Other potential evolutions might involve a convergence of data and code. This would result in dynamic entities that merge behavior and state, resulting in systems that more closely resemble organisms in the real world, adapting and changing as the environment around them changes. And like a living organism, perhaps what’s happening inside the system is invisible to us, like a black box. In this world, debugging becomes more like brain science. We’ll need new tools analogous to X-Rays and MRIs to get a sense for what’s happening in the system. And instead of interpreting logic and syntax, we’ll have to identify patterns, weights, and probabilities. Understanding the system becomes less about reading code and more about observing behavior and inspecting inputs/outputs. Early in the development process we’re likely to spend more time considering the right reward functions and less time thinking about control flow.
In terms of identifying the boundary between AI and AGI, I think a good litmus test is how well we can reason about the black box. Once AI is building abstractions that exceed our cognitive limits, we have likely crossed the boundary into AGI. For example, if systems are inherently dynamic and evolving independently as they optimize their various reward functions, it’s likely the pace of change within the system will be rapid; constantly changing like the water in the ocean, never fully static.
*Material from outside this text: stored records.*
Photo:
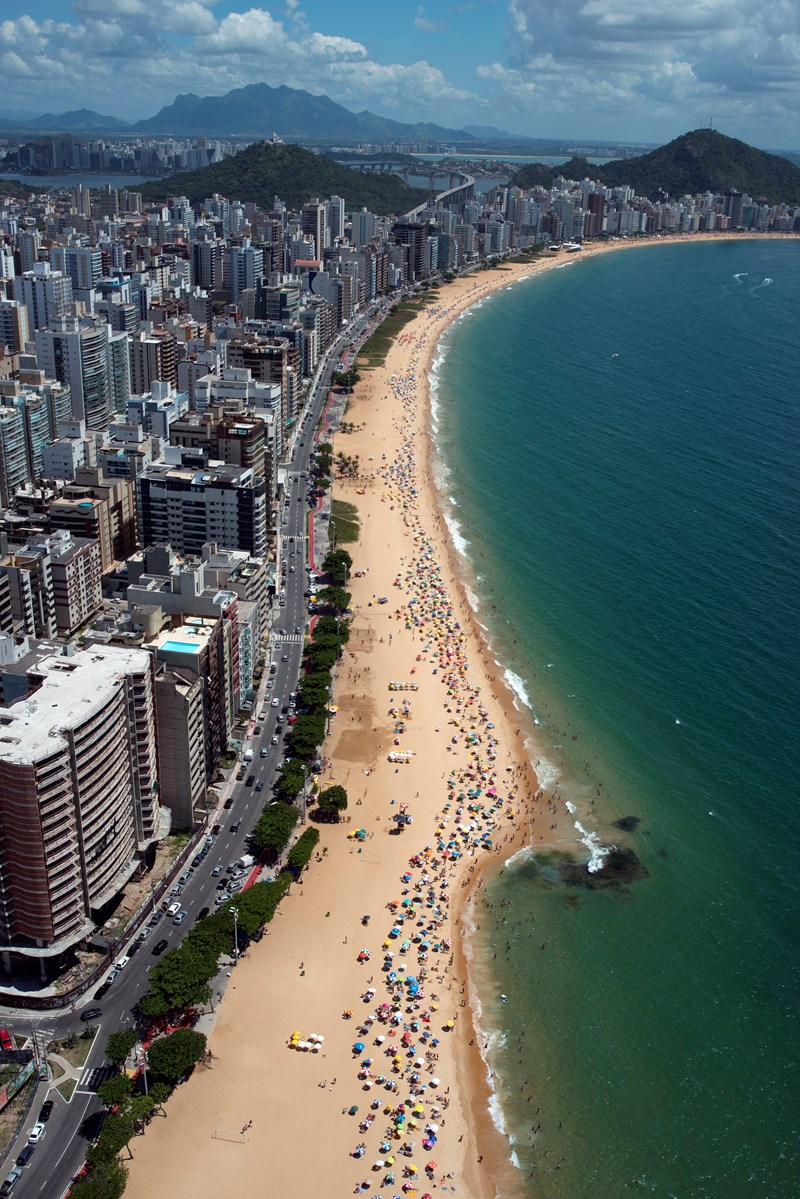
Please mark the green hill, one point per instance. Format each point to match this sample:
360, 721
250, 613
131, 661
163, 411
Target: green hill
264, 170
702, 161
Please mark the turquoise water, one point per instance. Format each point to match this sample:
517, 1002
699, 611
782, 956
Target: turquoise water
620, 439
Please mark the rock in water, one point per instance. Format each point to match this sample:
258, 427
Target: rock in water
620, 867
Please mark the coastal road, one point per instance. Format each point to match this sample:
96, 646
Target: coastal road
73, 1124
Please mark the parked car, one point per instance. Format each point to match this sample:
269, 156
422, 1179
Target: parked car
10, 1181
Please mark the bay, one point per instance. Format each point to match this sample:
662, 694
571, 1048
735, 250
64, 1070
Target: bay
619, 443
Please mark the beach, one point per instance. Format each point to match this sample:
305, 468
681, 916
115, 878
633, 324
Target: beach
473, 796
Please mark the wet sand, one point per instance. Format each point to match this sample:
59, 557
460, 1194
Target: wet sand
306, 971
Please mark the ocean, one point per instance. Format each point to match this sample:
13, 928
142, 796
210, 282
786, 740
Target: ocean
619, 444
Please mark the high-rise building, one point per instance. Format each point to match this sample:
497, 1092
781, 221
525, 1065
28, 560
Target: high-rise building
246, 267
13, 325
78, 355
186, 506
98, 508
46, 294
78, 799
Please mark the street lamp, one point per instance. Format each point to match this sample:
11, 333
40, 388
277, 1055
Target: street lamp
235, 915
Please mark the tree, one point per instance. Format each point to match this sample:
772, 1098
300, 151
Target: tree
329, 625
307, 734
274, 829
106, 1181
301, 850
114, 1090
334, 597
292, 779
338, 564
174, 1055
323, 657
179, 981
119, 1046
332, 801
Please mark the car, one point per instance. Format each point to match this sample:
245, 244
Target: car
10, 1181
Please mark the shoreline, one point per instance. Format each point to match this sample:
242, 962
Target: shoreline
304, 972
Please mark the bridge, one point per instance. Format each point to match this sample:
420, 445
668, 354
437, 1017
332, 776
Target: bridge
462, 191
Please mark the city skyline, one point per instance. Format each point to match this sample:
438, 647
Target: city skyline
594, 68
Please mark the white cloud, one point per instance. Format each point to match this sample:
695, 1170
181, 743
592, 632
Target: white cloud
426, 24
625, 58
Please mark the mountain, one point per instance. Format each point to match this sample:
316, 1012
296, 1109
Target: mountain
491, 133
701, 161
265, 170
258, 110
82, 120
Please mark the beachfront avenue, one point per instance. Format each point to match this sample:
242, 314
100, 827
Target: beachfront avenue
74, 1124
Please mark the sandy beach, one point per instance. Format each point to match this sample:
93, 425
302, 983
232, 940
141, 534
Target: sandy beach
473, 795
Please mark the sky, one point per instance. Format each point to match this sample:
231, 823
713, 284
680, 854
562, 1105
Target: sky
638, 71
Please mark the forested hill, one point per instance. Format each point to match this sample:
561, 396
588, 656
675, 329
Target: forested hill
702, 161
264, 170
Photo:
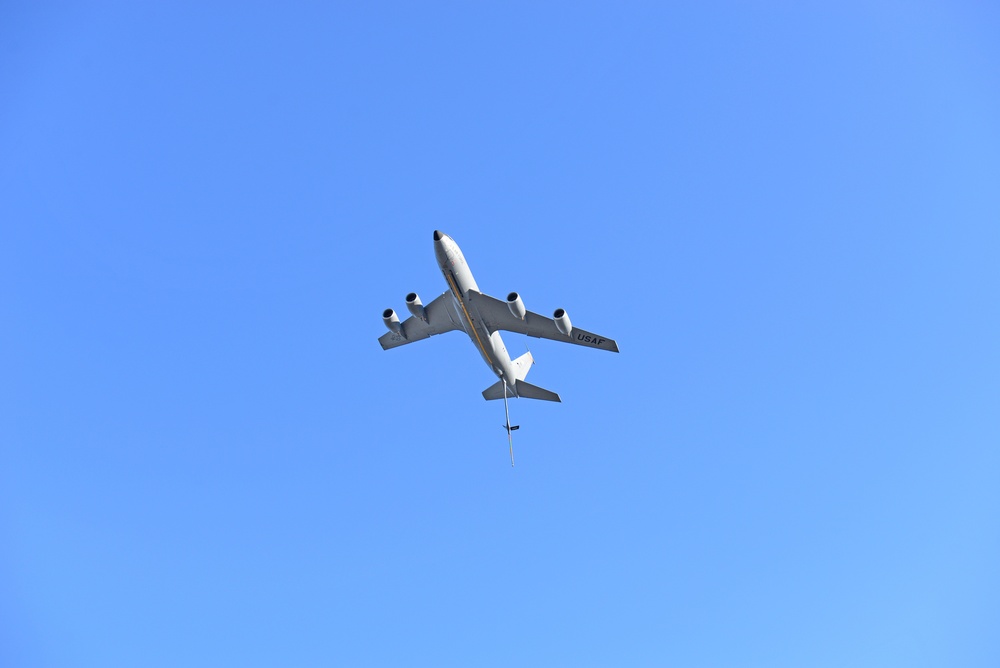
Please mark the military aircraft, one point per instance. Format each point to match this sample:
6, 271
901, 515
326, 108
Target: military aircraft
464, 308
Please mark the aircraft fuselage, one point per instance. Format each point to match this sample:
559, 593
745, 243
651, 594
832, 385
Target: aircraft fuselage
460, 280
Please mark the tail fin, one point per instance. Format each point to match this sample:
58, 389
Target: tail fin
494, 391
522, 365
529, 391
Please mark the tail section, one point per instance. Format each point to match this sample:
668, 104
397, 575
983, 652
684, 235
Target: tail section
494, 391
529, 391
522, 365
524, 390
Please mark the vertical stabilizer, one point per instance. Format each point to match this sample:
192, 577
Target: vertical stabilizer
522, 365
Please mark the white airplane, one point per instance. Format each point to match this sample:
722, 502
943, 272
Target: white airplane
463, 307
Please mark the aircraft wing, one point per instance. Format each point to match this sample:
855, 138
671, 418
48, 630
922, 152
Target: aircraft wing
441, 318
496, 315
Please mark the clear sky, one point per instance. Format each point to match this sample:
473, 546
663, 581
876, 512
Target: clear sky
787, 214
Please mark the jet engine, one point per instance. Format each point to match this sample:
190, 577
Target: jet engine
391, 321
415, 306
515, 305
562, 321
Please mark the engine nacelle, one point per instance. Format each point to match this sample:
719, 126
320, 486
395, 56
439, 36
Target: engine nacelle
562, 321
415, 306
391, 321
515, 305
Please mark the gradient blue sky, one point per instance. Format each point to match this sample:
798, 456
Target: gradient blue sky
787, 215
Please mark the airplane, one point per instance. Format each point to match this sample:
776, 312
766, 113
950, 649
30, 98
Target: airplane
464, 308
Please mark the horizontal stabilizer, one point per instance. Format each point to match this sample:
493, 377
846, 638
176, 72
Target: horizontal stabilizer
494, 391
529, 391
524, 390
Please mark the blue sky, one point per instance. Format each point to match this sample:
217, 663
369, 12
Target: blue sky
788, 216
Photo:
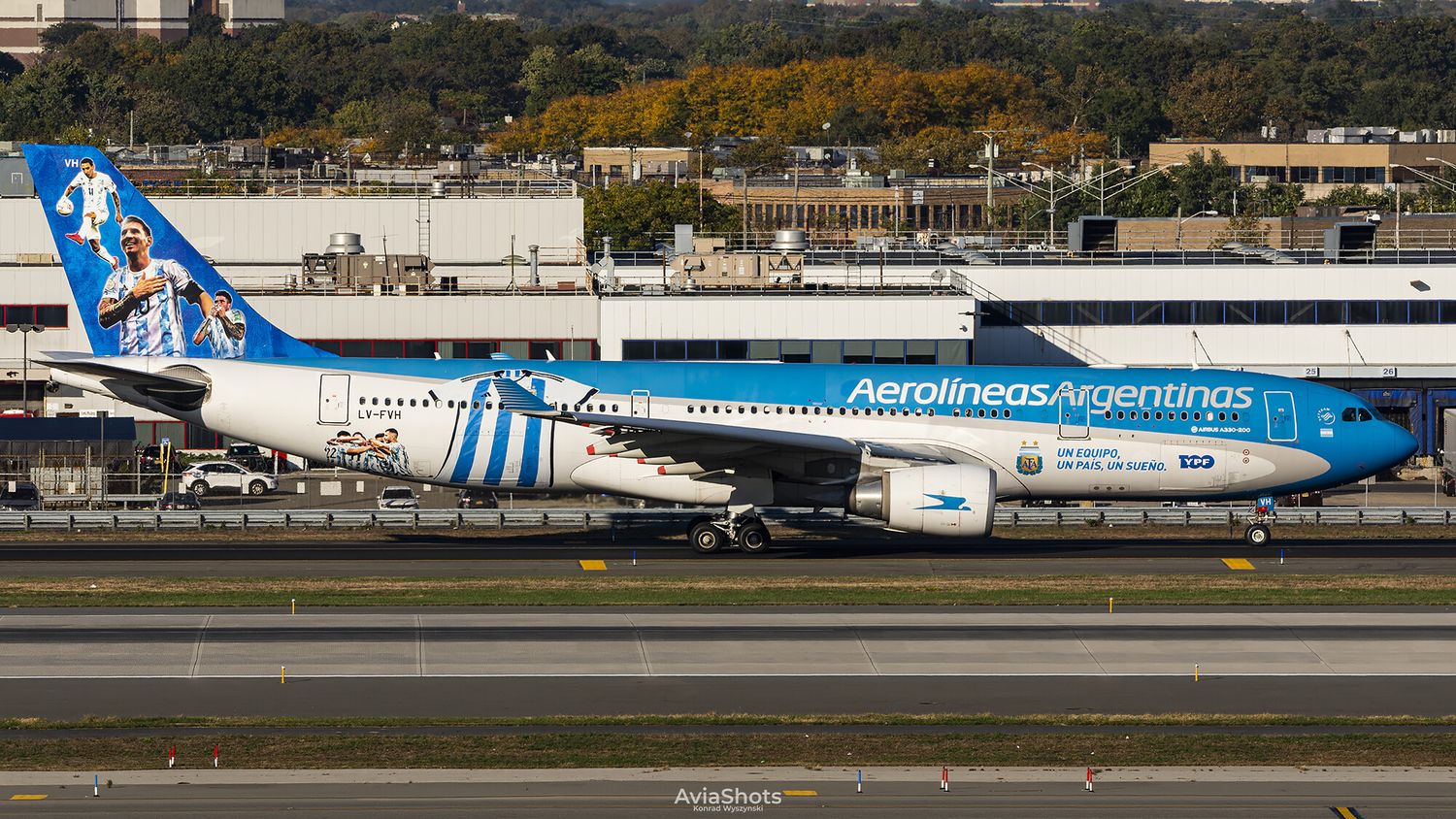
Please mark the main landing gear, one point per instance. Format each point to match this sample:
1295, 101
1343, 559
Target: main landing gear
745, 531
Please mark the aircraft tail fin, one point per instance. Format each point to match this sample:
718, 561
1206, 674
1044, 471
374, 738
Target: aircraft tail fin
140, 287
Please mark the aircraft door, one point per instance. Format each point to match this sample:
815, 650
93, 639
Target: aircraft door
1278, 410
334, 399
641, 404
1074, 420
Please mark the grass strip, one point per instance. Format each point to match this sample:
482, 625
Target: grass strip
594, 589
859, 533
807, 720
657, 751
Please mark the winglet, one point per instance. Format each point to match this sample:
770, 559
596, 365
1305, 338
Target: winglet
520, 401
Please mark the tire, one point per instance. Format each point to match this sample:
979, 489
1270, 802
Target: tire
705, 537
753, 539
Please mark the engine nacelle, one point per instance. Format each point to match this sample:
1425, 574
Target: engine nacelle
943, 501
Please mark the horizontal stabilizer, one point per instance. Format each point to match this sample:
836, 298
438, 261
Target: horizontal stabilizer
520, 401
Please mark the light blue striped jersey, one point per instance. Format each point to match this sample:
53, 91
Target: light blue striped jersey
154, 328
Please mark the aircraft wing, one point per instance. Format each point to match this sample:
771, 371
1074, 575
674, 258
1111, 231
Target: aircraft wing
708, 442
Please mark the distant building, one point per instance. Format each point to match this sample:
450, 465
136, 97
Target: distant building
1371, 157
619, 163
22, 22
242, 14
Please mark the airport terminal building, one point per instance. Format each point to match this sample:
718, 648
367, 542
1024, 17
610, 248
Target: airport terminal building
506, 271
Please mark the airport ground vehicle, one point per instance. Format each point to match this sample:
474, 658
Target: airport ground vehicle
477, 499
20, 496
180, 501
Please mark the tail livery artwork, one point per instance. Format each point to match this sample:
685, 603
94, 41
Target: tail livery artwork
925, 448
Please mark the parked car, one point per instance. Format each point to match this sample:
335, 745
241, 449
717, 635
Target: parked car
213, 475
398, 498
23, 498
477, 499
182, 501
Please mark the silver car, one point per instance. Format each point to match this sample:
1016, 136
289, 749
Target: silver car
215, 475
398, 498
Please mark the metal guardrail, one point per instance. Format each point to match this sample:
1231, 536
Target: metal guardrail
628, 518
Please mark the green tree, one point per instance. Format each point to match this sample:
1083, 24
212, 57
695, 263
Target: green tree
1214, 102
357, 118
634, 214
46, 99
408, 125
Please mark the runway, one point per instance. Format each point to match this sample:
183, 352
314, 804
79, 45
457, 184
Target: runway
992, 792
64, 665
446, 556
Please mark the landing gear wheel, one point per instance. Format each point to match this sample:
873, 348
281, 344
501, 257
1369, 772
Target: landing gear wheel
707, 537
753, 539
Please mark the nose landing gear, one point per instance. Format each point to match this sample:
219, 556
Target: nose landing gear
1258, 534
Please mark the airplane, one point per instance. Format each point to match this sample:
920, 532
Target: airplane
923, 448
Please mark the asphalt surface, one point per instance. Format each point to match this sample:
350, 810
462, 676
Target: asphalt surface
858, 554
631, 793
693, 661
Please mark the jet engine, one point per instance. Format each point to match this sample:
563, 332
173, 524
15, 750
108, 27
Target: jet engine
943, 501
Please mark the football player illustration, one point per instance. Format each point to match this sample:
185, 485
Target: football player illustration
223, 328
98, 191
145, 297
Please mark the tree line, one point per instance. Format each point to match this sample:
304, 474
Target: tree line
1130, 73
Making sense of such a complex system will be difficult to impossible. In general, I think when we collectively reach a point of confusion and are unable to keep up with the rapid pace of change, we’ve likely crossed the AGI boundary. Like many things in life, I suspect the transition from AI to AGI will involve many small incremental changes over time, eventually culminating in the realization and acceptance that AGI has arrived.
Conclusion
I find exploring answers to these questions fascinating. It’s unclear what the future holds, but I’m excited to see what new abstractions unfold as things evolve. My sense is that vibe coding will be a short fad that leads towards a more general “vibe prompting” approach to solving complex real world problems. Perhaps GenAI will be able to create abstractions for complex issues like climate change, geopolitics, or societal issues. The question is, will we be able to understand the abstractions? What do we do when we don’t understand how GenAI creates these abstractions and solves these problems? Does it matter? How much trust should we put into things we don’t understand? Answering these questions is beyond my cognitive limits.